Now let's use DeclareDesign to test whether HC2 is less biased in this example than classical standard errors. HC2 is the estimatr default; we'll also throw in HC1, which is Stata's default robust standard error estimator. I'm going to make a "designer," which is a function that returns a design.

het_designer <- function(N) {

  dat <- fabricate(N = N, x = rnorm(N), noise_var = 1 + (x - min(x))^2)

  # Get true variance for this data
  Xmat <- with(dat, cbind(1, x))
  XtX_inv <- solve(crossprod(Xmat))
  varb <- tcrossprod(XtX_inv, Xmat) %*% diag(with(dat, noise_var)) %*% Xmat %*% XtX_inv
  true_varb_het <- varb[2, 2]

  # Population function now has heteroskedastic noise
  simp_pop <- declare_model(
    dat,
    epsilon = rnorm(N, sd = sqrt(noise_var)),
    y = x + epsilon
  )

  varb_het_estimand <- declare_inquiry(true_varb_het = true_varb_het)

  # Now we declare all three estimators
  lm1 <- declare_estimator(
    y ~ x,
    model = lm_robust,
    se_type = "classical",
    inquiry = varb_het_estimand,
    term = "x",
    label = "classical"
  )

  lm2 <- declare_estimator(
    y ~ x,
    model = lm_robust,
    se_type = "HC1",
    inquiry = varb_het_estimand,
    term = "x",
    label = "HC1"
  )

  lm3 <- declare_estimator(
    y ~ x,
    model = lm_robust,
    se_type = "HC2",
    inquiry = varb_het_estimand,
    term = "x",
    label = "HC2"
  )


  # We return the design so we can diagnose it
  return(simp_pop + varb_het_estimand + lm1 + lm2 + lm3)
}

So let's use the same diagnosands as above to test the properties of our estimators with heteroskedasticity.

# Create a design using our template and the data we have been using
het_design <- het_designer(N = 50)
dx2 <- diagnose_design(
  het_design,
  diagnosands = my_diagnosands,
  sims = sims
  )
kable(reshape_diagnosis(dx2))

The bias for the HC2 errors is much closer to zero, whereas the bias for the classical error is much larger, especially when compared to the standard error of the bias diagnosand. How does this bias change as the sample size changes? As the HC2 variance estimate is consistent under heteroskedasticity, it should converge to zero.

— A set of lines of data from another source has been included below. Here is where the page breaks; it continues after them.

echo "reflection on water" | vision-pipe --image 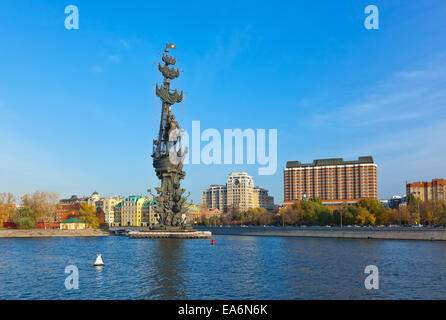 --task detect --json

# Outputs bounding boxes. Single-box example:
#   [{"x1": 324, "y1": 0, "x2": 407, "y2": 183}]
[
  {"x1": 149, "y1": 239, "x2": 187, "y2": 299},
  {"x1": 0, "y1": 236, "x2": 446, "y2": 299}
]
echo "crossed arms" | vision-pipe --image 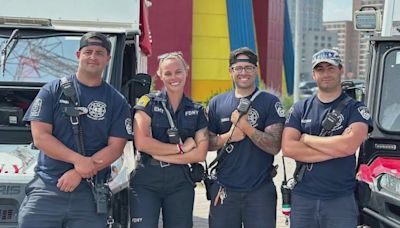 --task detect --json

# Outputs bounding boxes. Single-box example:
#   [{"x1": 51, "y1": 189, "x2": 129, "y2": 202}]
[
  {"x1": 282, "y1": 122, "x2": 368, "y2": 163},
  {"x1": 208, "y1": 110, "x2": 283, "y2": 155}
]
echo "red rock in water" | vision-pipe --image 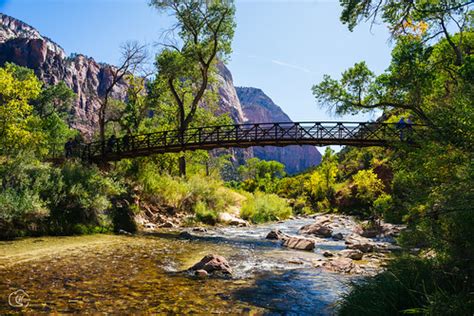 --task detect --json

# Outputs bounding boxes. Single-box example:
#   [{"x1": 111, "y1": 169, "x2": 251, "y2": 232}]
[
  {"x1": 283, "y1": 236, "x2": 316, "y2": 250},
  {"x1": 189, "y1": 254, "x2": 232, "y2": 274}
]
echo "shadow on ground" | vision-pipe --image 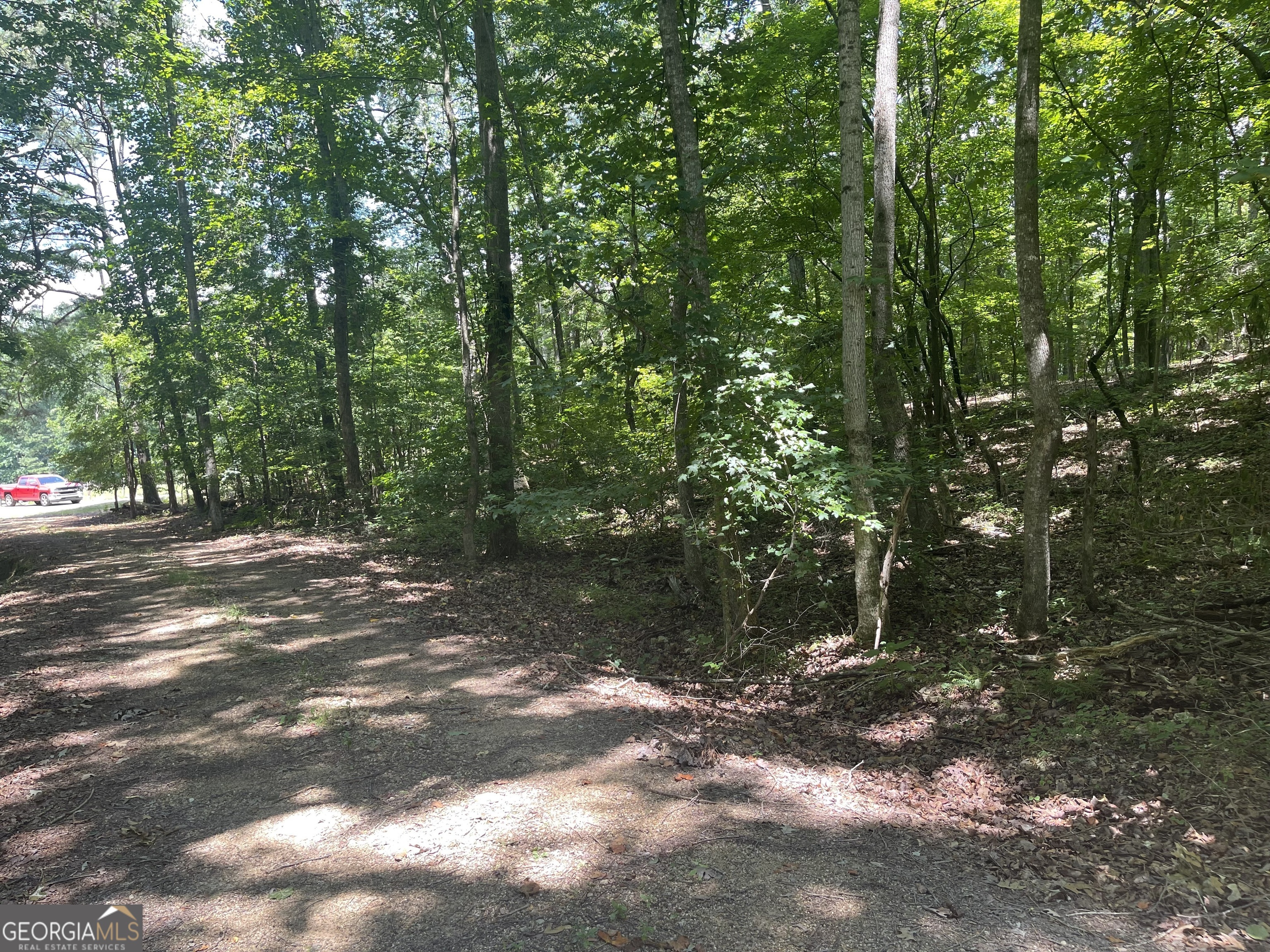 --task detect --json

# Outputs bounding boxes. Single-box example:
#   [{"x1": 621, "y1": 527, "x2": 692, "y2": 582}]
[{"x1": 0, "y1": 516, "x2": 1128, "y2": 952}]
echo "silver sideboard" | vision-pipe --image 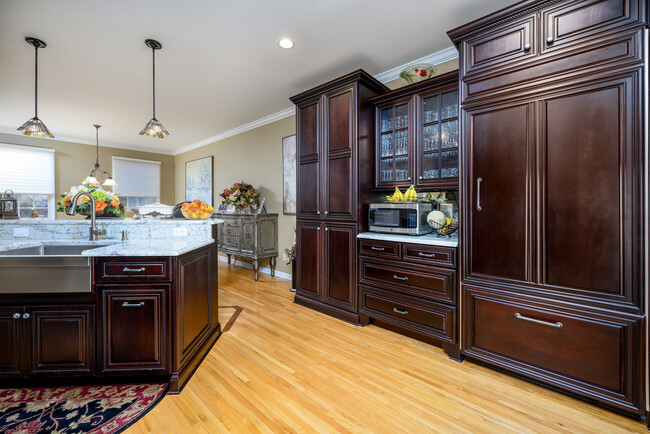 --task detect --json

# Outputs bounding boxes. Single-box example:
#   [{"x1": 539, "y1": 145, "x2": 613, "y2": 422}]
[{"x1": 214, "y1": 213, "x2": 278, "y2": 281}]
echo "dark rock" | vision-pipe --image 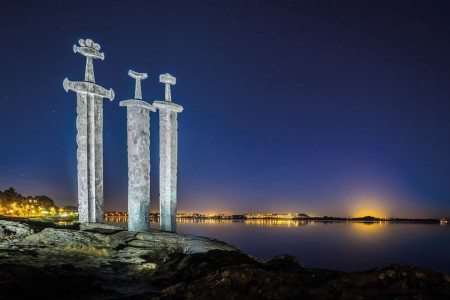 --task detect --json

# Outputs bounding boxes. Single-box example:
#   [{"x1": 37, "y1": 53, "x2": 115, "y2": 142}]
[{"x1": 268, "y1": 254, "x2": 300, "y2": 268}]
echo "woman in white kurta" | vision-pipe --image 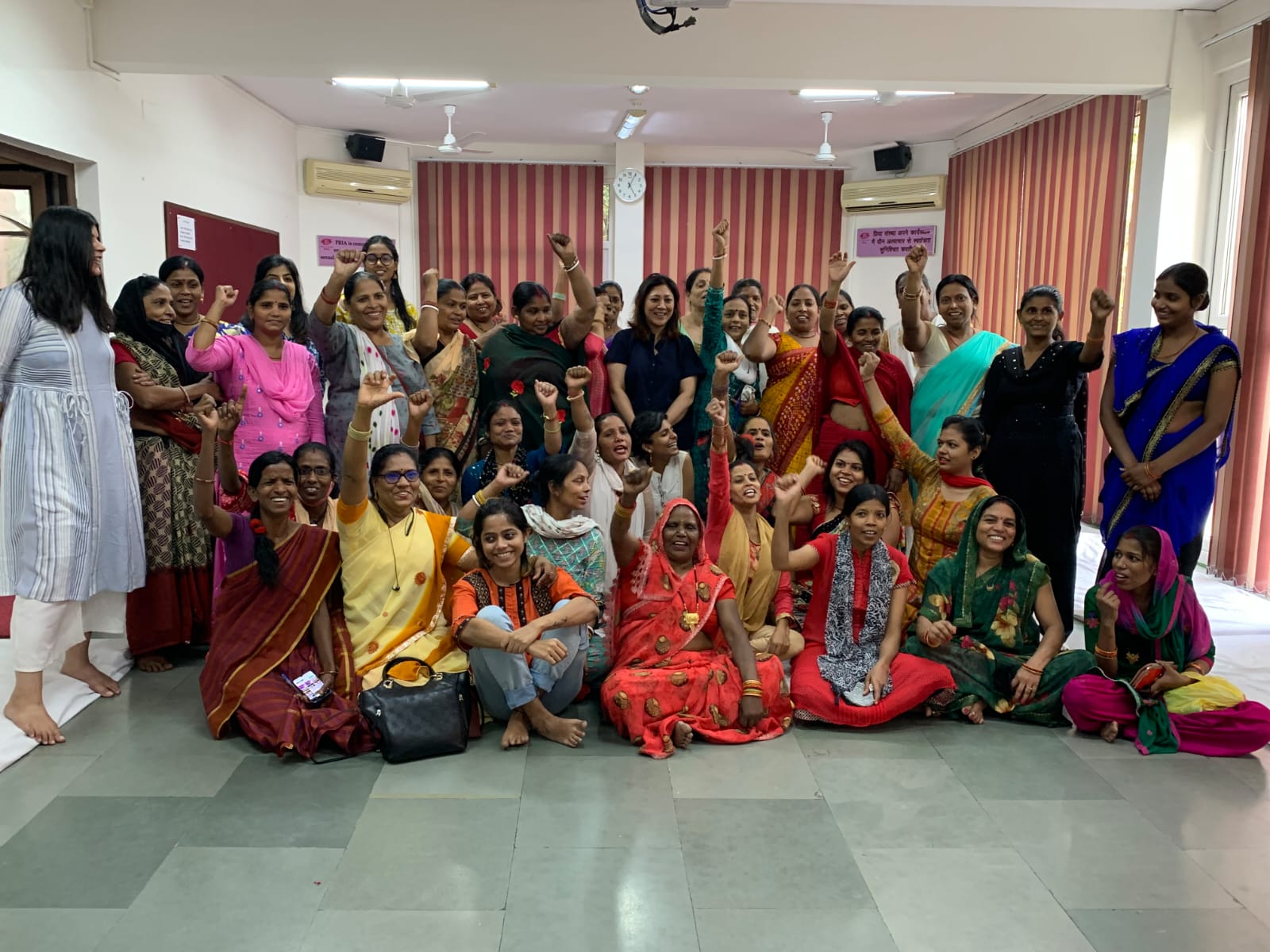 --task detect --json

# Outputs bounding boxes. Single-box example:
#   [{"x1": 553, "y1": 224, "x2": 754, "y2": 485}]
[{"x1": 0, "y1": 207, "x2": 146, "y2": 744}]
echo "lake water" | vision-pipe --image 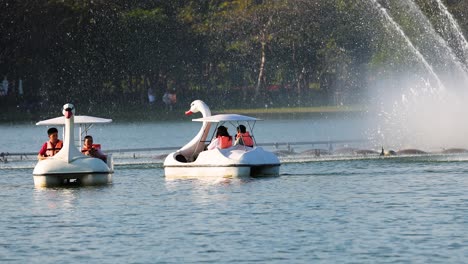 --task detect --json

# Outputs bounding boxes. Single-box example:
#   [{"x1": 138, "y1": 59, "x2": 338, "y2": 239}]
[{"x1": 0, "y1": 117, "x2": 468, "y2": 263}]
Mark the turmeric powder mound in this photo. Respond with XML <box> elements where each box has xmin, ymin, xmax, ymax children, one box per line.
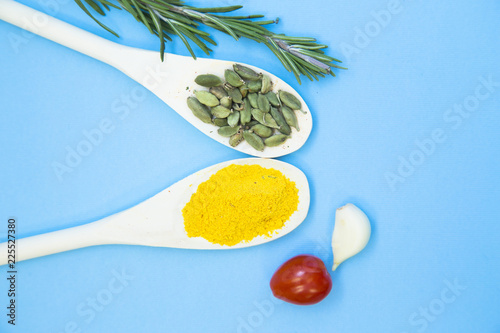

designs <- expand_design(het_designer, N = c(100, 200, 300, 500, 1000, 2500))

set.seed(42)
dx3 <- diagnose_design(designs, sims = sims, diagnosands = my_diagnosands)

ggplot(dx3$diagnosands_df, aes(x = N, y = `Bias of Estimated Variance`, color = estimator)) +
  geom_point() +
  geom_line() +
  geom_hline(yintercept = 0, linetype = 2, color = "grey") +
  labs(color = "Estimator") +
  theme_bw()

As you can see, the HC2 variance tends to have less bias and is consistent, converging to the true value as the sample size increases. The classical standard error estimator is neither unbiased nor consistent. The HC1 variance is also "robust" to heteroskedasiticity but exhibits greater bias than HC2 in this example.